Requests by traditionalists for a conversation about the candidates were rebuffed by the chair of the board of ordained ministry. Traditionalists, concerned that all 16 candidates might be rejected if they were only presented as a slate, as is the common practice, appealed to the bishop’s office for an individual vote. These requests were also denied. Tensions were high as the clergy session began.

Before the candidates were even presented, Bishop Kenneth Carter invited a senior retired deacon to speak. That clergyman made a passionate speech about the changing world and how the clergy needed to embrace all the candidates regardless of whether they met the Disciplinary requirements on sexuality.

Several speeches were then made for and against approval of the candidates. One speaker appealed for the candidates to be voted on individually so the 14 not in violation of the Discipline could be approved. That request again was denied. Ultimately a vote was taken on the slate of 16 with about 70% of the clergy approving, short of the required 75%. All of this took place with the candidates sitting in the sanctuary with the clergy.

Immediately, most clergy seemed aware of the pain being caused all the candidates, as well as the clergy in the room. Traditionalists and progressives spoke about the pain. Within a short time, a member of the board of ordained ministry came to the microphone, admitted he knew the candidates were in violation of the Discipline when he voted for them at the board meeting, and called for a reconsideration of the vote. After a long delay, two clergy who initially voted “No” agreed to the reconsideration and another vote was taken. Again, an individual vote on the candidates was rejected in favor of a slate. 

Approximately 20-30 traditionalist clergy were absent from the second vote due to leaving the session for a Wesleyan Covenant Association lunch. Furthermore, just approved elders and deacons became eligible to vote. To the surprise of many, the second vote also fell short, with only 72% approval.

Everyone at the clergy session on June 9 was harmed. The 16 candidates were by not being approved after being led by the board to believe they would be. The progressive majority of the clergy were harmed by seeing potential colleagues rejected. The minority group of traditionalist clergy were also harmed by being asked to support a clear violation of their ordination vows — namely, to uphold the Discipline. But make no mistake, the members of the board of ordained ministry, not traditionalists, are responsible for the harm.

The board, in partnership with the bishop’s office, willfully broke trust with its Disciplinary obligation to identify candidates who meet The United Methodist Church’s requirements for ordination. The board took it upon itself to rewrite ordination requirements as its individuals saw fit, not as the denomination, or even the Florida Conference as a whole, had together discerned.

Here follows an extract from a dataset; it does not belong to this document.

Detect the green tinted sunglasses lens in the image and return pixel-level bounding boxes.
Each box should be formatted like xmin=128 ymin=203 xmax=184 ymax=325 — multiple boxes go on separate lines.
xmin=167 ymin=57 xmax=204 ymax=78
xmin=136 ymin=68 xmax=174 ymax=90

As numerous persons from the bishop’s office reminded us during annual conference, the Book of Discipline has not changed. Yet board members acted as if they could change the Discipline by fiat. The clergy session rightly rejected this egregious overreach. 

Due to the likely departure of hundreds if not thousands of congregations across the denomination over the next 18 months, The United Methodist Church will almost certainly change its position on human sexuality in 2024 or 2028. The members of the Florida Conference Board of Ordained Ministry simply could not wait. Instead, the board acted arrogantly and irresponsibly by forcing the issue prematurely. In the process, the board harmed not only the people they intended to help, but the entire conference and the whole denomination.

Jackson is a Florida Conference elder and the E. Stanley Jones Professor of Mission, Evangelism and World Methodism at Claremont School of Theology. Beginning July 1, he will be the Visiting Professor of Evangelism and World Methodism at United Theological Seminary.